Just like starting over

Sophomore Jason Smith is looking to rebound and establish himself in the GW men’s basketball lineup after an early end to his rookie season at GW.

He started his comeback Tuesday night with a 2-for-3 shooting performance for four points and four rebounds (three offensive) in 13 minutes of play.

The lanky 6-8 forward missed the majority of last season after a misdiagnosed abdominal hernia required surgery. Many who had high expectations of the quick, flashy Smith were forced to ponder what might have been and are now turning their eyes upon the sophomore as he begins another season.

After the first two games of last season, Smith began to complain of what he believed to be a pulled groin muscle. Team trainers dealt with the injury routinely while Smith continued to appear in the next few games, despite intense pain.

It was killing me, but I kept playing, Smith said of the injury.

Finally, before GW was scheduled to play at Duquesne, Smith made the decision to sit out. When he returned home, team doctors re-diagnosed the injury as an abdominal hernia.

I cried like a baby when I found out, he said.

Smith’s season ended after only eight games, during which he played a total of 49 minutes, grabbed eight rebounds and scored eight points.

For three months after the surgery to remove the hernia, Smith was confined to crutches, leaving him little ability to keep up his playing shape. Smith spent plenty of time with the team, attending most practices and going on road trips.

In June, Smith was able to return to the court and practice with the team. Fortunately for Smith and for the Colonials, Smith said he received a medical redshirt for his shortened season, meaning he still has four years of eligibility remaining.

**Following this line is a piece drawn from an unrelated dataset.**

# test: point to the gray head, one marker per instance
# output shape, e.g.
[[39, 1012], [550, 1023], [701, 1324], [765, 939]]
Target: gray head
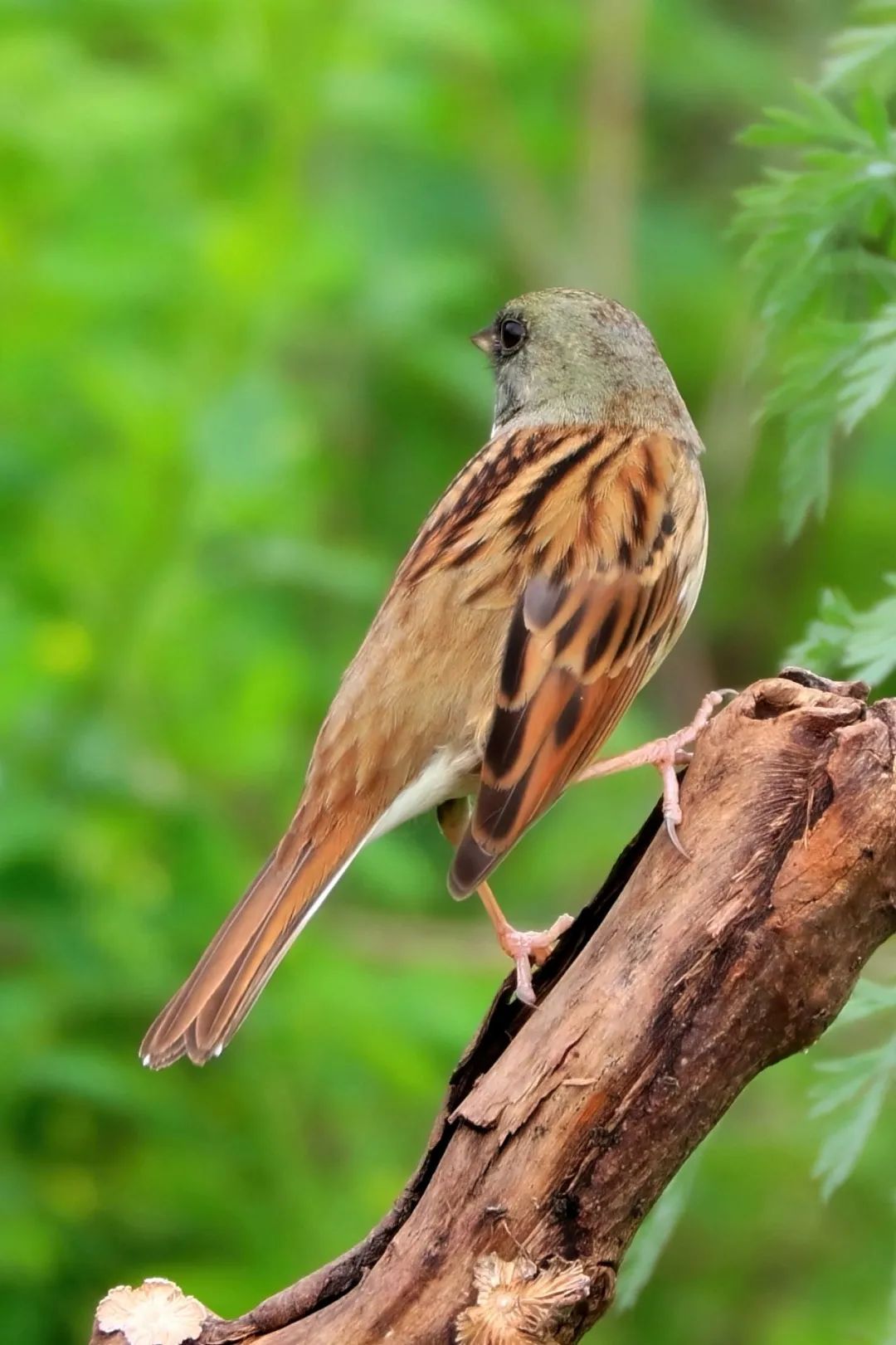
[[569, 355]]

Smith came from the Winchendon School in Boston just as a head coaching change was taking place at GW. The run-and-gun playing style that Tom Penders was bringing to the team attracted Smith, especially in comparison to previous coach Mike Jarvis’ half-court system. Penders appeared to be a coach that Smith could flourish under.

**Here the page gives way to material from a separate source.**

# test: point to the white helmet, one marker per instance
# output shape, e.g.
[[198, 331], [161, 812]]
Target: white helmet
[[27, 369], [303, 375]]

For me, there’s no one better than Penders, Smith said. He’ll let you do anything, as long as it’s within your game.

Since coming to GW, Smith has also been indebted to Penders’ off-court presence.

He’s great, Smith said. Like a father away from home.

Penders is equally eager to heap praise upon the forward.

He’s the kind of kid that you search for over the years, Penders said. He has speed, a great work ethic, an enthusiasm for the game, and he’s fun.

Penders said he has big plans for the sophomore this year. He expects to give him a lot of playing time at small forward, hoping Smith will focus on bringing down a lot of rebounds.

I’d like him to be our Dennis Rodman, Penders said.

Smith still hobbles a bit in practice, but he said that at this point, his injury is all mental. He bulked up over the last year and has regained his endurance. During his lengthy absence from play, Smith spent a lot of time with Assistant Coach Tommy Penders Jr. working on his role in the Colonials’ new system.

As for his play, Smith has a great deal of optimism. Colonial fans can look forward to watching this physically and mentally improved player they only caught a glimpse of last season. His own words relay his optimism best:

Jason Smith is officially ready to go.